Zentrale Herausforderungen

Drei zentrale Herausforderungen für das Gelingen einer Betriebsübergabe sind für die Inhaber die Suche nach einem geeigneten Nachfolger (57 Prozent), die Ermittlung des Unternehmenswertes (40 Prozent) und steuerliche Aspekte (31 Prozent).

 

63,6 Durchschnittsalter

Das Durchschnittsalter der Übergebenden liegt bei 63,6 Jahren. 50 Prozent der Übergebenden sind bereits 63 Jahre oder älter.

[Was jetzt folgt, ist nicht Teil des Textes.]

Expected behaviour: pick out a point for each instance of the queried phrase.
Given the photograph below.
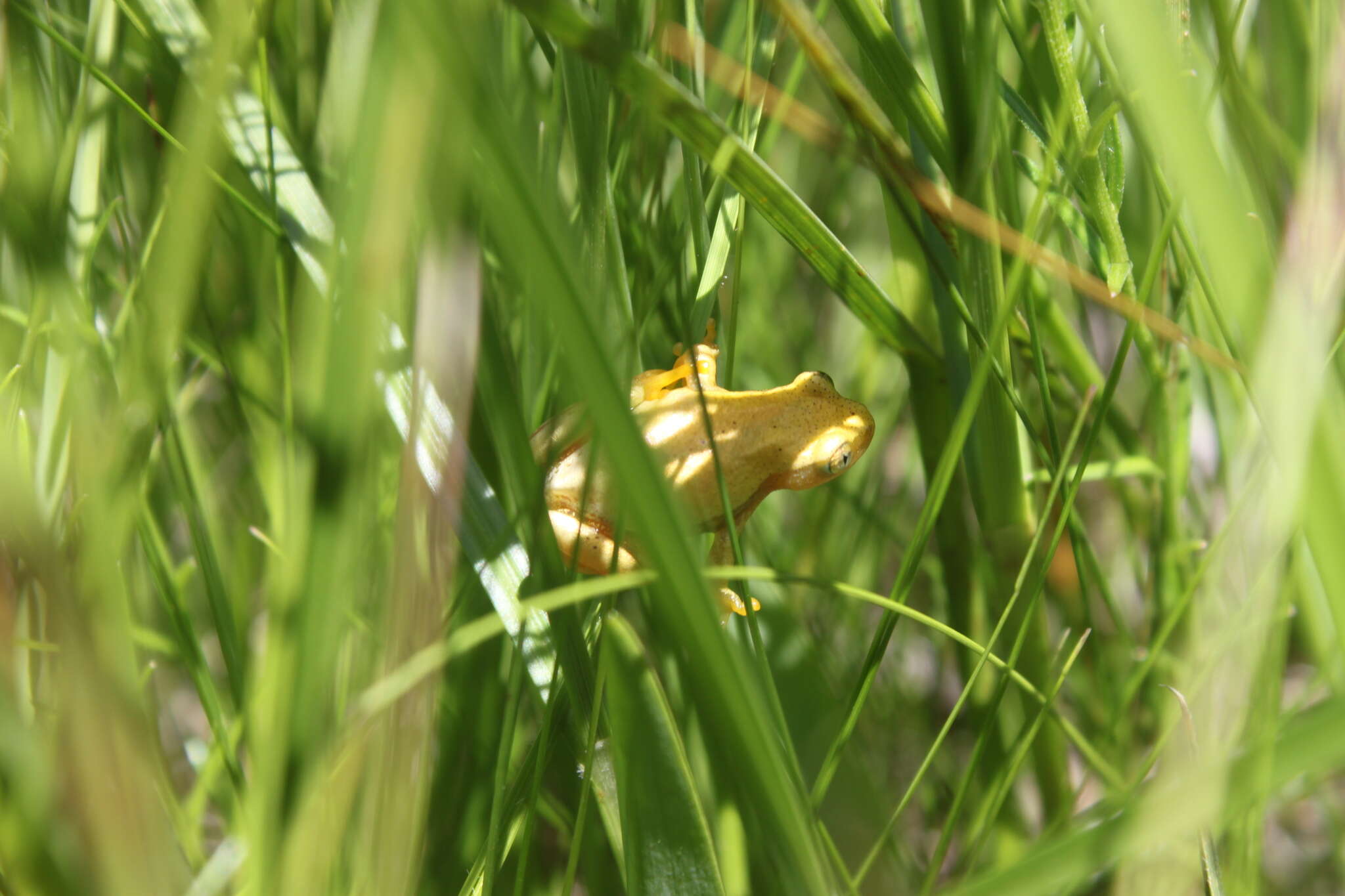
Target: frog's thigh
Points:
(588, 545)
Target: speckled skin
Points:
(790, 437)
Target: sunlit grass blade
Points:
(726, 155)
(665, 833)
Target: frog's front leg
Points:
(721, 555)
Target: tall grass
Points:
(286, 289)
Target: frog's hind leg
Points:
(591, 545)
(721, 554)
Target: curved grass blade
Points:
(663, 829)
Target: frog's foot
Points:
(653, 385)
(731, 602)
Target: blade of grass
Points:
(669, 848)
(686, 117)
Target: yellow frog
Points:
(790, 437)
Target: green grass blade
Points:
(686, 117)
(666, 837)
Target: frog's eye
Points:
(839, 458)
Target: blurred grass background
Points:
(286, 286)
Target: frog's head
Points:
(838, 431)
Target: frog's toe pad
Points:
(734, 603)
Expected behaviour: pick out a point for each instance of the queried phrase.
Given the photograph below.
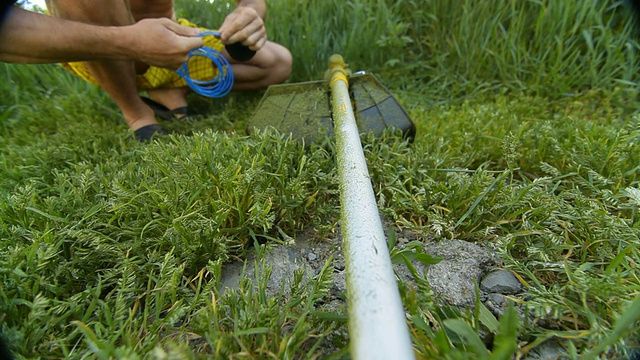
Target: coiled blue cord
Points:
(220, 85)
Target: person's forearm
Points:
(260, 6)
(29, 37)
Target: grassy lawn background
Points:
(528, 140)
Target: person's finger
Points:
(256, 26)
(256, 40)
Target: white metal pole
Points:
(377, 324)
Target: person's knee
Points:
(283, 64)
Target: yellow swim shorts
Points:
(156, 78)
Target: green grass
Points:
(528, 142)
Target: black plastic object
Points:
(304, 109)
(240, 52)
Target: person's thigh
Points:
(147, 9)
(100, 12)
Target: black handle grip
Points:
(240, 52)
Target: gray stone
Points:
(453, 279)
(283, 261)
(548, 350)
(501, 282)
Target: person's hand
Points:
(244, 25)
(161, 42)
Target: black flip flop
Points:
(164, 113)
(146, 133)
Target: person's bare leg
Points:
(270, 65)
(117, 78)
(172, 98)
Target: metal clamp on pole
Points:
(377, 324)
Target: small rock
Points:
(453, 279)
(501, 282)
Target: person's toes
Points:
(146, 133)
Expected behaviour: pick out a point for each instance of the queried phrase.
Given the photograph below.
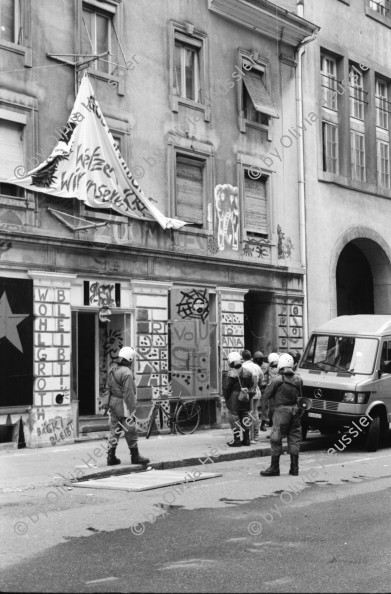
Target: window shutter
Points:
(12, 155)
(189, 190)
(255, 207)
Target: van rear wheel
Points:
(372, 438)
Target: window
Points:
(97, 37)
(380, 6)
(330, 147)
(381, 99)
(329, 82)
(11, 135)
(357, 93)
(190, 189)
(10, 21)
(383, 164)
(188, 69)
(357, 155)
(256, 204)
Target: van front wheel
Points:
(373, 435)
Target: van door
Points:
(384, 385)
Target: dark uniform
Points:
(284, 391)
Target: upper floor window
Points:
(329, 82)
(256, 220)
(381, 99)
(12, 159)
(380, 6)
(190, 189)
(330, 147)
(357, 141)
(10, 21)
(357, 93)
(188, 71)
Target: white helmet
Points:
(285, 360)
(273, 357)
(234, 357)
(126, 353)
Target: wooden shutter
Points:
(12, 153)
(255, 204)
(190, 189)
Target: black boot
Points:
(294, 469)
(111, 458)
(274, 468)
(246, 437)
(235, 443)
(136, 458)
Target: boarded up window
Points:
(255, 204)
(190, 189)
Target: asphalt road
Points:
(327, 530)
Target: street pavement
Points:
(44, 467)
(326, 530)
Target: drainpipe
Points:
(302, 211)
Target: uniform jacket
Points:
(232, 388)
(257, 376)
(284, 389)
(122, 389)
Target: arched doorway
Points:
(362, 274)
(354, 282)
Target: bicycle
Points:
(185, 418)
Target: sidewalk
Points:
(44, 467)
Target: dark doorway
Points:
(86, 363)
(354, 282)
(258, 322)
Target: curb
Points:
(196, 461)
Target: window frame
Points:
(114, 9)
(379, 159)
(186, 34)
(352, 152)
(23, 19)
(262, 66)
(326, 157)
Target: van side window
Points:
(385, 361)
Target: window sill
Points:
(15, 48)
(384, 20)
(112, 80)
(176, 101)
(243, 123)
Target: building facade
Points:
(201, 100)
(347, 163)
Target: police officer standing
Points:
(122, 407)
(285, 389)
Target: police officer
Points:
(285, 389)
(122, 406)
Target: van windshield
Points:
(340, 353)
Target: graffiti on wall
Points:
(284, 245)
(194, 304)
(227, 211)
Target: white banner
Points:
(86, 164)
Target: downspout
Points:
(301, 181)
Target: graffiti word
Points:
(194, 305)
(259, 247)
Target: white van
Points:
(346, 371)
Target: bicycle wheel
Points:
(188, 417)
(151, 420)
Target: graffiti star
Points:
(9, 322)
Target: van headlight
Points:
(349, 397)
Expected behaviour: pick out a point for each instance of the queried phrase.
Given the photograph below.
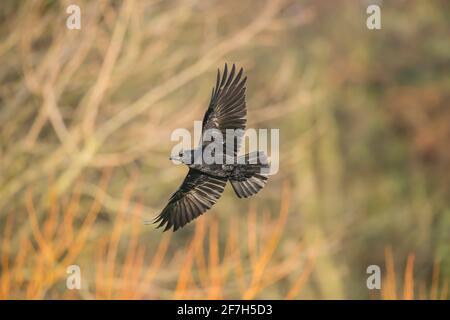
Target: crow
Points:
(204, 183)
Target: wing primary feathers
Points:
(197, 193)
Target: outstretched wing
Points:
(227, 108)
(197, 193)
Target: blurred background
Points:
(85, 123)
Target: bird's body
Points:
(208, 176)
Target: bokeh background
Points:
(85, 123)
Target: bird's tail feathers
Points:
(256, 175)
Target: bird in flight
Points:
(204, 183)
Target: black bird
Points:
(205, 183)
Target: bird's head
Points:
(184, 156)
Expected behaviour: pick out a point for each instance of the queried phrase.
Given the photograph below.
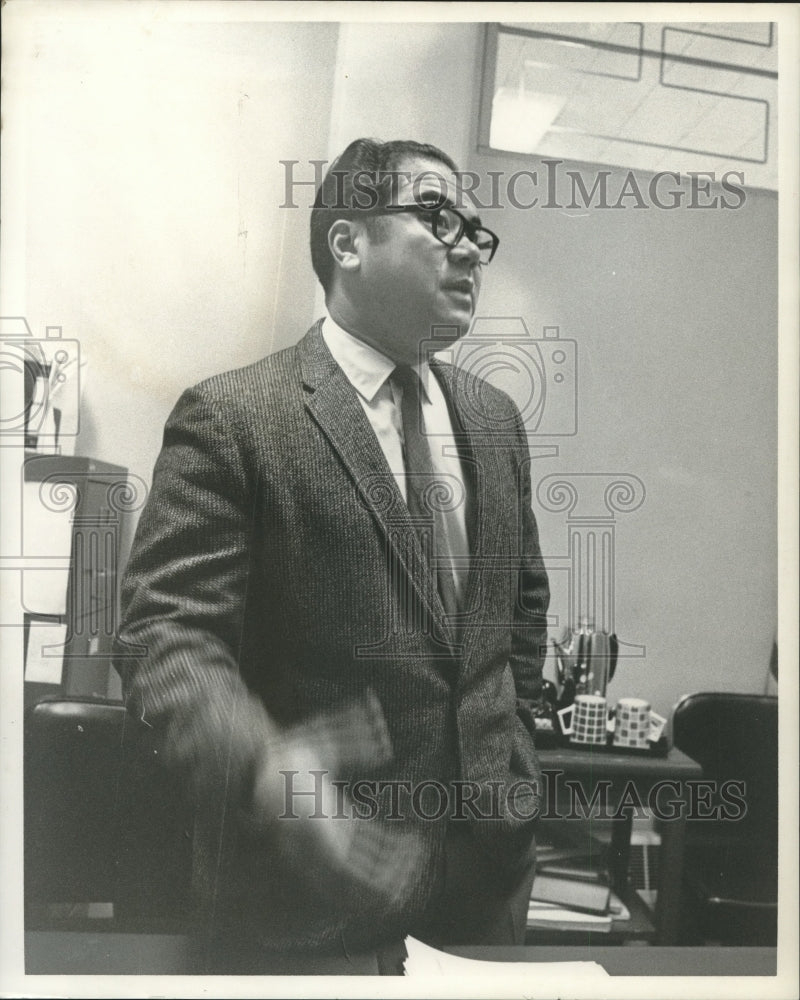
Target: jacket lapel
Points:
(476, 437)
(333, 404)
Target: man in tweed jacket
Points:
(362, 760)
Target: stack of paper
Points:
(423, 960)
(574, 904)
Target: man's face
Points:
(409, 282)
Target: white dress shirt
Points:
(368, 372)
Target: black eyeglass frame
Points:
(467, 227)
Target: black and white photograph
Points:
(399, 549)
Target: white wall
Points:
(155, 234)
(675, 318)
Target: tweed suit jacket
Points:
(276, 560)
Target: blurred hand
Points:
(379, 857)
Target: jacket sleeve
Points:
(183, 598)
(529, 630)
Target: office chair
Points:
(730, 887)
(104, 823)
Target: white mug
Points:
(589, 719)
(637, 724)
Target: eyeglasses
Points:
(448, 226)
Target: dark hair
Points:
(343, 193)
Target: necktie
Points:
(424, 498)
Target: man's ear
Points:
(344, 243)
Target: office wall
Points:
(154, 229)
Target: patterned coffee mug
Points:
(637, 724)
(589, 719)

Das Durchschnittsalter der Übernehmenden beträgt 38,3 Jahre.

 

22 Prozent

22 Prozent der Handwerksbetriebe in Deutschland wollen laut der Umfrage des ZDHs in den kommenden 5 Jahren an einen Nachfolger übergeben. 11 Prozent geben an, den Betrieb innerhalb der nächsten fünf Jahre schließen zu müssen.

 

Übergabe in der Familie?

War es früher selbstverständlich, dass der Betrieb innerhalb der Familie übergeben wurde, so ist das heute nicht mehr automatisch der Fall. Es sind laut ZDH zwar immer noch 36 Prozent aller Unternehmen, in 12 Prozent übernimmt ein Mitarbeiter.